Software that makes it easy to stitch several digital images into a wide panorama has been around for quite some time. But now there are cameras that have this ability built-in. For example, with the Sweep Panorama mode in Sony’s DSC-HX1 compact, you press the shutter button and move the camera horizontally or vertically. The camera will shoot continuously at high speed and then seamlessly stitch the images together. This is another part of a trend of incorporating features into cameras that previously could be done only after the fact via software.
Some pro SLRs have always been able to shoot rapid sequences, great for sports-action. Now, even some point-and-shoots offer such capability. In fact, some can outdo the best SLRs. For example, Casio’s Exilim EX-F1 can shoot 6-megapixel still images at up to 60 fps and video at up to 1200 fps, with a top shutter speed of 1?40,000 sec.!
Live View Multiexposure
Multiple-exposure capability—the ability to make several exposures on a single f
rame of film or in a single digital image—has been around for years. But even this old favorite has seen a new wrinkle of late. For example, the Olympus E-30 and E-620 let you display an already-shot image on the LCD monitor in Live View mode and then use it as a guide for superimposing a second image. This makes it easy to position both images precisely.
Sigma’s D-SLRs and digital compact cameras like the new DP2 don’t have a lot of the bells and whistles—they’re straightforward cameras with easy-to-use (and easy-to-figure-out) controls. What they do have is the unique Foveon full-color-capture CMOS image sensor and a TRUE (Three-layer Responsive Ultimate Engine) processor designed to get the most from it.
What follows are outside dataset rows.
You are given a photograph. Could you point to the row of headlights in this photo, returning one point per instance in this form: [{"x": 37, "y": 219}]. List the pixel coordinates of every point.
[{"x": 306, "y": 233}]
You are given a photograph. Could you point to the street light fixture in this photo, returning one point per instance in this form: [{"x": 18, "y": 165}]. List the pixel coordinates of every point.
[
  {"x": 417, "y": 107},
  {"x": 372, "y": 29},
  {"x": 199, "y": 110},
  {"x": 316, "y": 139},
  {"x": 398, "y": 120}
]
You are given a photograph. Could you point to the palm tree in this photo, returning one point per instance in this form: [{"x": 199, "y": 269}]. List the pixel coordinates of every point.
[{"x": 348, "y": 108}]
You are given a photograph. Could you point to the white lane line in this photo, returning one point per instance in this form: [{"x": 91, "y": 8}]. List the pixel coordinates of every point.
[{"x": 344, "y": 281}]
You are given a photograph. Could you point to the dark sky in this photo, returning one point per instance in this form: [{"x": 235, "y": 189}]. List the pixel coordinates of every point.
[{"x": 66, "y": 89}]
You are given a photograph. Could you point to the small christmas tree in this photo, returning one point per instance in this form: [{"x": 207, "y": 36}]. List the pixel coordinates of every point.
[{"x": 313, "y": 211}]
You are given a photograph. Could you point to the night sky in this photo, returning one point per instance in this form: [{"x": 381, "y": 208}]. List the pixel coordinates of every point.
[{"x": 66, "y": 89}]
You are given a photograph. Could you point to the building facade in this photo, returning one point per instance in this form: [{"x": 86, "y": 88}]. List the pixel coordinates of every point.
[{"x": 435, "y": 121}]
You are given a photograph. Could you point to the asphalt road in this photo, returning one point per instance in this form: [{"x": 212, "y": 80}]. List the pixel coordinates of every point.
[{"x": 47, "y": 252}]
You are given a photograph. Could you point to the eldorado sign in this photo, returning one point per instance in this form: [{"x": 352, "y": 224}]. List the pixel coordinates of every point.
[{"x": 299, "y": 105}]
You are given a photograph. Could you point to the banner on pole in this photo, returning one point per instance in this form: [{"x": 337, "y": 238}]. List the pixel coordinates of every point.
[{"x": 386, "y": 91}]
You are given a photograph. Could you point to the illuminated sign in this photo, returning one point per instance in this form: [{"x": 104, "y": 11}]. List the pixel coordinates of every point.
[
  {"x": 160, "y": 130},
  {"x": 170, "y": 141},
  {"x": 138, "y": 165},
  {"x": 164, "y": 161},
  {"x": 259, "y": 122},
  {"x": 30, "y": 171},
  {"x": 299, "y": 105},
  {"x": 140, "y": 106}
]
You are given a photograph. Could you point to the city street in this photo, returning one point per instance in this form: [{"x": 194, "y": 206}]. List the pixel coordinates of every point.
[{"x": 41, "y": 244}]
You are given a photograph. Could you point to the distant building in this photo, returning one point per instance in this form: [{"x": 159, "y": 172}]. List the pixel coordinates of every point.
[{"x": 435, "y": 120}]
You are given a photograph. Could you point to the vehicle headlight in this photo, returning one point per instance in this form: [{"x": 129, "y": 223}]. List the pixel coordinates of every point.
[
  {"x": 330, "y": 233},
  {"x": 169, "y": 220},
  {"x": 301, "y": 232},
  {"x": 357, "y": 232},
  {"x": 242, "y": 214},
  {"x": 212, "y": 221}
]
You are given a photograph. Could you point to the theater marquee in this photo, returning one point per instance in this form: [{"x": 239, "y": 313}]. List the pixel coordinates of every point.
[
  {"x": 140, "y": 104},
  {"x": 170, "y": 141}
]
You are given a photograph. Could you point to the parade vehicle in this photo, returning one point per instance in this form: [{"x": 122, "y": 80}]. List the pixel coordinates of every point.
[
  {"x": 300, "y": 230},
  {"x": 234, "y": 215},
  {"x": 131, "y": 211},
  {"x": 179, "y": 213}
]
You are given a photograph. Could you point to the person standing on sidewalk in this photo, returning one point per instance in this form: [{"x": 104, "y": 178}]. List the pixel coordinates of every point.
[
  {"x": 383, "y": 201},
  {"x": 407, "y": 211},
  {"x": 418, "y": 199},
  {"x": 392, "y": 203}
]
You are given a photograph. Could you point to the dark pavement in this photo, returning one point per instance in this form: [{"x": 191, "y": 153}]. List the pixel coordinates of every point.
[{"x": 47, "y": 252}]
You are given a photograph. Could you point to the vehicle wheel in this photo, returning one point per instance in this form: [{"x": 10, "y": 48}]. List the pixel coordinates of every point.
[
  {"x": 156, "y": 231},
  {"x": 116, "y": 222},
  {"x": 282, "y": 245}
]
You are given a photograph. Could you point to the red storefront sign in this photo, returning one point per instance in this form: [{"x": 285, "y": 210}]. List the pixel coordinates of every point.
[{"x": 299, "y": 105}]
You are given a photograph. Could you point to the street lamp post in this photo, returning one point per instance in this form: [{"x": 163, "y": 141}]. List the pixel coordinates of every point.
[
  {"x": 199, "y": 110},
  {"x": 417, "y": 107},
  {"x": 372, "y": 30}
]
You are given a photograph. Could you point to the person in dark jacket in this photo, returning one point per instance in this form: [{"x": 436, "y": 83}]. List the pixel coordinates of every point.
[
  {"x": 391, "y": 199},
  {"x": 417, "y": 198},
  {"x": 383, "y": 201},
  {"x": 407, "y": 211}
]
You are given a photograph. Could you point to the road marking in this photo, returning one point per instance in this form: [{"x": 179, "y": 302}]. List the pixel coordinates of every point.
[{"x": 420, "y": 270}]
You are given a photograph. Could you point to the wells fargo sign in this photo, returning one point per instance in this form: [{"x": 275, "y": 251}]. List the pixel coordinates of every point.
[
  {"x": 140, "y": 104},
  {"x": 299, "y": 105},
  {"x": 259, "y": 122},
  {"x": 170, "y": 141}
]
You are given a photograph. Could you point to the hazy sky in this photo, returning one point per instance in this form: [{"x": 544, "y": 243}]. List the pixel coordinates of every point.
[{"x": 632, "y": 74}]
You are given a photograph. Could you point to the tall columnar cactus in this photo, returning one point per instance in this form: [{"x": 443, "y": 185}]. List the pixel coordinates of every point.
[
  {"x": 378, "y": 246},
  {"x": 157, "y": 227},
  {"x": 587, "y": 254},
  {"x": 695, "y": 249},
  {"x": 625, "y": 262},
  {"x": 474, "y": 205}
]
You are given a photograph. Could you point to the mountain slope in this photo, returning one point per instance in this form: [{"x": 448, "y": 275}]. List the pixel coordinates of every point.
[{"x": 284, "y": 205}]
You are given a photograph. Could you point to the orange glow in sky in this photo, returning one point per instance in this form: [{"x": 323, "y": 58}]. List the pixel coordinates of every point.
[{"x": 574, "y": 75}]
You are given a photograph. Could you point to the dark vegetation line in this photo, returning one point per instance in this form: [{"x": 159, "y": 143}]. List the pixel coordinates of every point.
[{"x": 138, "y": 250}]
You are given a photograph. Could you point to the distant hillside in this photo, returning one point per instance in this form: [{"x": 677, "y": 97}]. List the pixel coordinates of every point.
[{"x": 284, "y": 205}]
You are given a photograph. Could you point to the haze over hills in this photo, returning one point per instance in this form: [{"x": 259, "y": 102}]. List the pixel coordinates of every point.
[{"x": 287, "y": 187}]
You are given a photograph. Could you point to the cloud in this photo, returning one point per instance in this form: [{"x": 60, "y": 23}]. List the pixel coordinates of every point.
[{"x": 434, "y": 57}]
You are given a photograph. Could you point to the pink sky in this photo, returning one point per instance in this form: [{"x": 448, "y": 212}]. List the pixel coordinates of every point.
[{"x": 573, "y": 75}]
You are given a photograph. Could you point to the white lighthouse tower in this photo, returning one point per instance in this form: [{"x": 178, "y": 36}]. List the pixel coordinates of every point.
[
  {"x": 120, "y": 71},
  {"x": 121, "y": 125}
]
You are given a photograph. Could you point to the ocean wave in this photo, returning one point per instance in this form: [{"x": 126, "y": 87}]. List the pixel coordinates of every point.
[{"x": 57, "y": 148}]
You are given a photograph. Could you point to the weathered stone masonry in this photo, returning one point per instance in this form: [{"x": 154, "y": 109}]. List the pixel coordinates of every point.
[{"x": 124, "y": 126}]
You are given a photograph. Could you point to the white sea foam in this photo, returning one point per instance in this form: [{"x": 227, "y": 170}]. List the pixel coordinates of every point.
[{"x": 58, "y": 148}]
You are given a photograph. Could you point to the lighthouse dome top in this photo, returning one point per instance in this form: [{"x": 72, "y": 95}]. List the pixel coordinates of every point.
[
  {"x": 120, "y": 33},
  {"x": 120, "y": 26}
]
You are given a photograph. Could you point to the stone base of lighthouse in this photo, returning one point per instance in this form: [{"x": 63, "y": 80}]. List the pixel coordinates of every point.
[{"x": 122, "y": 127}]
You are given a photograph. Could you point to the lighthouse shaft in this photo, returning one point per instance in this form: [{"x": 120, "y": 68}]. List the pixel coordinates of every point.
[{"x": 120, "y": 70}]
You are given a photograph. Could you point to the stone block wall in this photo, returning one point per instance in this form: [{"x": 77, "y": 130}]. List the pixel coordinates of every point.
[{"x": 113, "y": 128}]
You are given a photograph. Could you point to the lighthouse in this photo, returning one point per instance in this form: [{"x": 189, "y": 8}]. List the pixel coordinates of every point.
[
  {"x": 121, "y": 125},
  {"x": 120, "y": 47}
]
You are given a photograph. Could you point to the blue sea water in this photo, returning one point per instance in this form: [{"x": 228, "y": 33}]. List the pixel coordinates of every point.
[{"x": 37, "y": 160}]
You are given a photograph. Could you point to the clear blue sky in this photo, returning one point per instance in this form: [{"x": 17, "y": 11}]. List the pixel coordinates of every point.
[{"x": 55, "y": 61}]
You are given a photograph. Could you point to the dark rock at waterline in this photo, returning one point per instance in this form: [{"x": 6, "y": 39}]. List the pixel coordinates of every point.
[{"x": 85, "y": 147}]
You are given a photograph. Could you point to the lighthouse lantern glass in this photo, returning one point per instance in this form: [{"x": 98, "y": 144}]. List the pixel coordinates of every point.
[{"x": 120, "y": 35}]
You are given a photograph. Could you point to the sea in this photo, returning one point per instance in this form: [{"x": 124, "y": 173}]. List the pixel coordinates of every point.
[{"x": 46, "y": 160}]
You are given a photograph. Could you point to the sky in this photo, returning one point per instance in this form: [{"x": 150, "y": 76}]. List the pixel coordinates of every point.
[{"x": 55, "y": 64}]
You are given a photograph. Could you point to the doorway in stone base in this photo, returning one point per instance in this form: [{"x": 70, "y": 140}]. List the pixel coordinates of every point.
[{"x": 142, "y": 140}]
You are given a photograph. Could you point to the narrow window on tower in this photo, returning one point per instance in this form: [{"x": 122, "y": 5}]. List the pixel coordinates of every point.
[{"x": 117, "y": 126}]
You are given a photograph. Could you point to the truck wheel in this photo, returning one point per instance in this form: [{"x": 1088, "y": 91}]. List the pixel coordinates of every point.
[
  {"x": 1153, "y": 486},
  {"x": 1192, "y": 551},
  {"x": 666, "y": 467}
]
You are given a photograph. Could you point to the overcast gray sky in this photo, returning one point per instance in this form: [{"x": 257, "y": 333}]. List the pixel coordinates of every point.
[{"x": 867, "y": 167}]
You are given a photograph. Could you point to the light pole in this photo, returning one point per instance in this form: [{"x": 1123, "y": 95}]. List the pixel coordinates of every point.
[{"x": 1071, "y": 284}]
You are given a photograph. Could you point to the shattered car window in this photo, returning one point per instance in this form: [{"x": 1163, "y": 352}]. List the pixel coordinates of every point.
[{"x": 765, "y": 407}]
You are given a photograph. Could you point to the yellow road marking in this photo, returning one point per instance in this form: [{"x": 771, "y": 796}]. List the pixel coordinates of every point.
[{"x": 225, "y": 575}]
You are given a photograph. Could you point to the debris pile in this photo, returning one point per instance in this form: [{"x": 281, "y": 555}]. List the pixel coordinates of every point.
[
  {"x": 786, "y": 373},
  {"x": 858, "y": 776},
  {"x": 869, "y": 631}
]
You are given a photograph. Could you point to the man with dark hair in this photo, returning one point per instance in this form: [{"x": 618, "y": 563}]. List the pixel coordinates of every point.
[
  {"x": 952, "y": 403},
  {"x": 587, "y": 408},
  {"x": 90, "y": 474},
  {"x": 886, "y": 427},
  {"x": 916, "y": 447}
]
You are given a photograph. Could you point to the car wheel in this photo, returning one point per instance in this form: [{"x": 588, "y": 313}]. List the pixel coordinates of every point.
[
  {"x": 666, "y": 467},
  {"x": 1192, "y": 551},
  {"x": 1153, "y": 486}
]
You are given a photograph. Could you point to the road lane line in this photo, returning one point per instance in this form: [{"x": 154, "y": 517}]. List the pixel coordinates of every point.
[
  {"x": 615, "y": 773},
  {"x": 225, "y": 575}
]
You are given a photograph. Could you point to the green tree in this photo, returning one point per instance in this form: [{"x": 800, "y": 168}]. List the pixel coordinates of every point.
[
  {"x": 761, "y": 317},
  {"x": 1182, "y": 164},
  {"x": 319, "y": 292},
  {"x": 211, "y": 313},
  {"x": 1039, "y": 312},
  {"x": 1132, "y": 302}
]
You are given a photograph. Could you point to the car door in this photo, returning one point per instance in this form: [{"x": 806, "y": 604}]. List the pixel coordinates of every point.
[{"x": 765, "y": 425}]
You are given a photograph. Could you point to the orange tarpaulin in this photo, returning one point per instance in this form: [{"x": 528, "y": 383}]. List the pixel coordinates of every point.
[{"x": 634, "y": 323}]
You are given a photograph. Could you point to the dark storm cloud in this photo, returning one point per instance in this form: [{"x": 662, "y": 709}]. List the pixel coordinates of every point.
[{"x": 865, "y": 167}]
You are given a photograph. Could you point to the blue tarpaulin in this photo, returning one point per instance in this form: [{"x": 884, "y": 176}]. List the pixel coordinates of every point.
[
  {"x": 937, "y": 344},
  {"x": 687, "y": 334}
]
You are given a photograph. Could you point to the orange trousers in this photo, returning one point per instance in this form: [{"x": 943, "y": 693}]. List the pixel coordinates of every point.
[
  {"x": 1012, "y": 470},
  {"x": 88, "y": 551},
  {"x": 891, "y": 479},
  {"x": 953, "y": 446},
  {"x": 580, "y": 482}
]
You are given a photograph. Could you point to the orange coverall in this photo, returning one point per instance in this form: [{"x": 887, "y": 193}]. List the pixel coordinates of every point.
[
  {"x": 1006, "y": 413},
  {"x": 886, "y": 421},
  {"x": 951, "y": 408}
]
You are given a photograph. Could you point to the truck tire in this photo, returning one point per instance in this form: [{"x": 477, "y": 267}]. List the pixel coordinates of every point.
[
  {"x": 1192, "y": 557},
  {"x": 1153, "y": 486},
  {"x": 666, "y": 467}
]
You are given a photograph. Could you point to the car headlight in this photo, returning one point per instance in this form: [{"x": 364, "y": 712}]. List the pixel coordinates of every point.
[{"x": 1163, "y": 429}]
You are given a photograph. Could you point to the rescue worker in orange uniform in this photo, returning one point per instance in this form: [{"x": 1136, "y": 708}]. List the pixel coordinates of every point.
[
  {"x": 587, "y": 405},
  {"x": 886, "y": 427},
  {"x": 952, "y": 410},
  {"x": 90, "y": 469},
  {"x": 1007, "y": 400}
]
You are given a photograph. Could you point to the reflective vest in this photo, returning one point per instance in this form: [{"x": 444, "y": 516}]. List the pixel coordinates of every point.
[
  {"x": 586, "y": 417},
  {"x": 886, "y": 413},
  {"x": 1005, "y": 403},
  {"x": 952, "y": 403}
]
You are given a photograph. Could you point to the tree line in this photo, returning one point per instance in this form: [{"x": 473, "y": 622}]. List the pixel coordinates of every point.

Conventional CCD and CMOS sensors don’t see colors; they just see brightnesses. In order to provide color information, a grid of colored filters is positioned over the sensor, so that each pixel is covered by a red, green or blue filter. How do the pixels get color information for the other two primary colors? From the neighboring pixels, via complex interpolation using proprietary algorithms.
The Foveon sensor used in Sigma digital cameras takes advantage of the fact that different light wavelengths penetrate silicon to different depths, in effect “stacking” three pixel layers—a top one that records blue light, a middle one that records green and a bottom one that records red. Thus, every pixel site actually does record all three primary colors of light, no interpolation (and no image-softening anti-aliasing filter) required. The result is sharp images with accurate colors and no “artifacts.”
Automatic Lens Correction
Two major problems inherent in camera lenses are vignetting and chromatic aberrations. Vignetting means the center of the image is brighter than the edges and especially the corners, due to the light falloff. Some recent D-SLRs are programmed to compensate for this light falloff automatically when a lens in the camera’s onboard database is being used.
Among other things, chromatic aberrations cause the infamous “purple fringing” around subject edges in high-contrast images. A number of recent D-SLRs automatically compensate for this when you use a lens that’s included in the camera’s onboard lens database. These cameras come with a number of popular lenses in the database, and you can add others via supplied software.
Some cameras—Nikon’s new D5000 and Pentax’s new K-7, for example—can even correct for barrel and pincushion distortion as you shoot with wide-angle and long lenses.
Yet to Come
This is just a sampling of features you can use today; there are lots more to come. Many of the technologies and components necessary to advance digital imaging are just starting to appear.